Pour Mme Yamb, le fait de placer les Forces combattantes et les terroristes sur le même plan de responsabilité traduit un parti pris assumé, notamment lorsqu’il est avancé que les premières sont plus violentes que les seconds.

La panafricaniste met également en cause Jean-Baptiste Galopin, un autre membre de l’équipe de rédaction, qui s’emploie activement à saisir la Cour pénale internationale contre les autorités burkinabè.

Mme Yamb relève également la présence de Galopin sur TV5 Monde pour parler du rapport, alors que la chaîne est suspendue depuis 2024 par Ouagadougou pour diffusion de fausses nouvelles.

Le rapport de HRW ne souffre pas uniquement d’un manque de neutralité de ses chercheurs, mais aussi de la moralité de certains contributeurs.

Il s’agit notamment de Wassim Nasr, journaliste à France 24 et chercheur au Soufan Center, un centre fondé par un ancien agent du FBI et soutenu par le Pentagone.

La proximité de Wassim Nasr avec des dignitaires terroristes l’a placé sous le coup de poursuites judiciaires par la Confédération de l’Alliance des États du Sahel pour « association de malfaiteurs en lien avec une entreprise terroriste ».
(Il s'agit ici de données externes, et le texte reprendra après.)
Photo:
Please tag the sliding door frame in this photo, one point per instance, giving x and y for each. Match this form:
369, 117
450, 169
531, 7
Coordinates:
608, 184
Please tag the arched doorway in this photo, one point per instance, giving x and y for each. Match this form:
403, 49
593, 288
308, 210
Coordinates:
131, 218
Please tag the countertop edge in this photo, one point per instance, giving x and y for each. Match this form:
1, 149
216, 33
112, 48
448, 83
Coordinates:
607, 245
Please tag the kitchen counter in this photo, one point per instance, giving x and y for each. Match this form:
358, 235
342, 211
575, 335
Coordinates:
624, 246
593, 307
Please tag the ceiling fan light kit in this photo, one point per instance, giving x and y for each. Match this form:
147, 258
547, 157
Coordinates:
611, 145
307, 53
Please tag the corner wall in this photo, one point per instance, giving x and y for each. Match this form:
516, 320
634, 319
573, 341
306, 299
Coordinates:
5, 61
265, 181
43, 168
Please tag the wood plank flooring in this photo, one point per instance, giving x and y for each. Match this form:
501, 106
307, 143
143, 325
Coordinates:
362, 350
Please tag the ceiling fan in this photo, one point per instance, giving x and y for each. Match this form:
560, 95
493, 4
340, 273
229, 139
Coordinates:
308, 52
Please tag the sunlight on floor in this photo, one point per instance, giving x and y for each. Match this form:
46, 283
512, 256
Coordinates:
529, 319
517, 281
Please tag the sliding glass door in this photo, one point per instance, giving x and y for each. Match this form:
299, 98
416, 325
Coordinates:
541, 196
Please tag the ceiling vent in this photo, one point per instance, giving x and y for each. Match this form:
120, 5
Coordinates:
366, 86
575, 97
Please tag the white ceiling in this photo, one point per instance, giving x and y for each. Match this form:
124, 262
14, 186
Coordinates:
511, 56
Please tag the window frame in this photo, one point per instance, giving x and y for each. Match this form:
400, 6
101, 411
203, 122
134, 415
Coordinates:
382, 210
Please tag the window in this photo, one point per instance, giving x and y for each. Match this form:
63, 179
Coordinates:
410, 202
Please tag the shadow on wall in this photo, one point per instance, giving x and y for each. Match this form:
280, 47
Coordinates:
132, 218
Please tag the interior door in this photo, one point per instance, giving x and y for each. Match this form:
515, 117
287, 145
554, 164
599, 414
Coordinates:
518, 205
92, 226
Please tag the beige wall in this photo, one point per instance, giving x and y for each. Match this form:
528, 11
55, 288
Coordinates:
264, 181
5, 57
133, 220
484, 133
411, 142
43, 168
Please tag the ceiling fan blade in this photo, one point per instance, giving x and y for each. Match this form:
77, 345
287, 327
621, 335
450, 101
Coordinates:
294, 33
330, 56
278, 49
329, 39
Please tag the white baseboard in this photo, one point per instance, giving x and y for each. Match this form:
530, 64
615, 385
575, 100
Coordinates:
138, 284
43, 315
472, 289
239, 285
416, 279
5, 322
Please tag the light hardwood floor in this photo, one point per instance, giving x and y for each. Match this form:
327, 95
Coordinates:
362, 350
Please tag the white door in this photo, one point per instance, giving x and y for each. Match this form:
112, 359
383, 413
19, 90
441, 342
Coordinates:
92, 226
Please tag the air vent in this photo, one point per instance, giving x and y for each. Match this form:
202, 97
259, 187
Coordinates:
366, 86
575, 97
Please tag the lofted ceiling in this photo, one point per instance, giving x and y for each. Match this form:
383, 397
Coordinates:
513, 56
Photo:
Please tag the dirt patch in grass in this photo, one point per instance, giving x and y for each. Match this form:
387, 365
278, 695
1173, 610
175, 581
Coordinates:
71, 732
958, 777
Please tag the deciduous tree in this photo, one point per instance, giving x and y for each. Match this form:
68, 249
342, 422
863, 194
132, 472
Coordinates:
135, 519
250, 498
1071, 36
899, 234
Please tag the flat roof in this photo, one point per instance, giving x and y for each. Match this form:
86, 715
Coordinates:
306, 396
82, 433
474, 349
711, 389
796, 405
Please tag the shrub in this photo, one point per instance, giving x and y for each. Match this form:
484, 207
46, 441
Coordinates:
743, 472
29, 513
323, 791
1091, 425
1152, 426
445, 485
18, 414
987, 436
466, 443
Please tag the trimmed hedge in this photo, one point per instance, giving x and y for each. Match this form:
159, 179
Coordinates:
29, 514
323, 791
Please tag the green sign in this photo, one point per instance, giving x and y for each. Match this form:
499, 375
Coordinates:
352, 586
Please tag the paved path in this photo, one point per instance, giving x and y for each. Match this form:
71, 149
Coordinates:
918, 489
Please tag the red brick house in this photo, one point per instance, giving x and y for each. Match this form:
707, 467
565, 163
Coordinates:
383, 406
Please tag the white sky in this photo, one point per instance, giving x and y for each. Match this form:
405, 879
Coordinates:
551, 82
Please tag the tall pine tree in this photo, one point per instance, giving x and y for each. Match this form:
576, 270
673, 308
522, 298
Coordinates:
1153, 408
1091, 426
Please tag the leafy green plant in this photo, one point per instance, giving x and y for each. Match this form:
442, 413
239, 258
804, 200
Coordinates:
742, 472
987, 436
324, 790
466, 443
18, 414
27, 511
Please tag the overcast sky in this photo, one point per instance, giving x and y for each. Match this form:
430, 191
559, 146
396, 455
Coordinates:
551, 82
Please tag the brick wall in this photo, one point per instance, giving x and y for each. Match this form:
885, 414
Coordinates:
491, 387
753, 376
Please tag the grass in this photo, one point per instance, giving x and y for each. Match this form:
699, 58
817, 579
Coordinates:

La panafricaniste a aussi cité Newton Ahmed Barry, journaliste burkinabè installé en France et farouchement opposé à la politique souverainiste du Président du Faso. De son avis, Ahmed Barry, chroniqueur occasionnel de plusieurs médias français, ne constitue pas un interlocuteur crédible compte tenu de son parti pris revendiqué et assumé contre les autorités burkinabè.

Mme Yamb critique également Binta Sidi Begascon. Son association Kizal, enregistrée en France, est membre de la Coalition citoyenne pour le Sahel, qui regroupe Human Rights Watch, Open Society Foundations de George Soros, la FIDH, Oxfam International, le Norwegian Refugee Council, Care International et Cordaid.

Pour Mme Yamb, l’implication de ces profils traduit l’existence d’une « coalition mercenaire » plutôt qu’une équipe scientifique.

« Les auteurs et les contributeurs forment un réseau cohérent, homogène, soudé par une position politique commune contre les gouvernements révolutionnaires du Sahel », insiste la panafricaniste.

Nathalie Yamb est surtout en colère parce que dans ledit rapport, les noms d’une vingtaine de responsables militaires sont mentionnés tandis que côté malfaiteurs, c’est le néant, malgré les connexions avérées de Wassim Nasr avec eux.

Qu’à cela ne tienne, elle exhorte les populations de l’AES à rester soudées derrière leurs leaders.

« Il y a tout un travail de fond à faire, non seulement pour limiter les conséquences sournoises et perfides de ce truc que je viens d’évoquer, mais aussi pour reprendre la main et retourner la pression sur ceux qui croient être les seuls à pouvoir l’exercer », recommande Nathalie Yamb.